Generic object counting in natural scenes is a challenging computer vision problem. Existing approaches either rely on instance-level supervision or absolute count information to train a generic object counter. We introduce a partially supervised setting that significantly reduces the supervision level required for generic object counting. We propose two novel frameworks, named lower-count (LC) and reduced lower-count (RLC), to enable object counting under this setting. Our frameworks are built on a novel dual-branch architecture that has an image classification and a density branch. Our LC framework reduces the annotation cost due to multiple instances in an image by using only lower-count supervision for all object categories. Our RLC framework further reduces the annotation cost arising from large numbers of object categories in a dataset by only using lower-count supervision for a subset of categories and class-labels for the remaining ones.
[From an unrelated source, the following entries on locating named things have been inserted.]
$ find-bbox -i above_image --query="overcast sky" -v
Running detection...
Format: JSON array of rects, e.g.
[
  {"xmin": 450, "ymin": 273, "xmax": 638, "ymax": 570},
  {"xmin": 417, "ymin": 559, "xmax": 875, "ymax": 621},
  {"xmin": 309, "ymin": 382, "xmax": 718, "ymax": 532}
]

The RLC framework extends our dual-branch LC framework with a novel weight modulation layer and a category-independent density map prediction. Experiments are performed on COCO, Visual Genome and PASCAL 2007 datasets. Our frameworks perform on par with state-of-the-art approaches using higher levels of supervision. Additionally, we demonstrate the applicability of our LC supervised density map for image-level supervised instance segmentation.
自然场景中的通用物体计数是计算机视觉领域的一个具有挑战性的问题。现有的方法要么依赖于实例级别的监督,要么依赖于绝对计数信息来训练通用物体计数器。我们引入了一种部分监督的设置,大大降低了通用物体计数所需的监督水平。我们提出了两种新的框架,分别称为低计数(LC)和减少的低计数(RLC),以在这种设置下实现物体计数。我们的框架建立在一种新的双分支架构上,该架构具有图像分类和密度分支。我们的 LC 框架通过仅对所有物体类别进行低计数监督,减少了由于图像中存在多个实例而导致的注释成本。我们的 RLC 框架通过仅对部分类别进行低计数监督,并对其余类别的类别标签进行监督,进一步降低了由于数据集中存在大量物体类别而导致的注释成本。RLC 框架通过一个新的权重调制层和一个与类别无关的密度图预测,扩展了我们的双分支 LC 框架。在 COCO、Visual Genome 和 PASCAL 2007 数据集上进行了实验。我们的框架在使用更高水平监督的情况下与最先进的方法表现相当。此外,我们还展示了我们的 LC 监督密度图在图像级监督实例分割中的应用。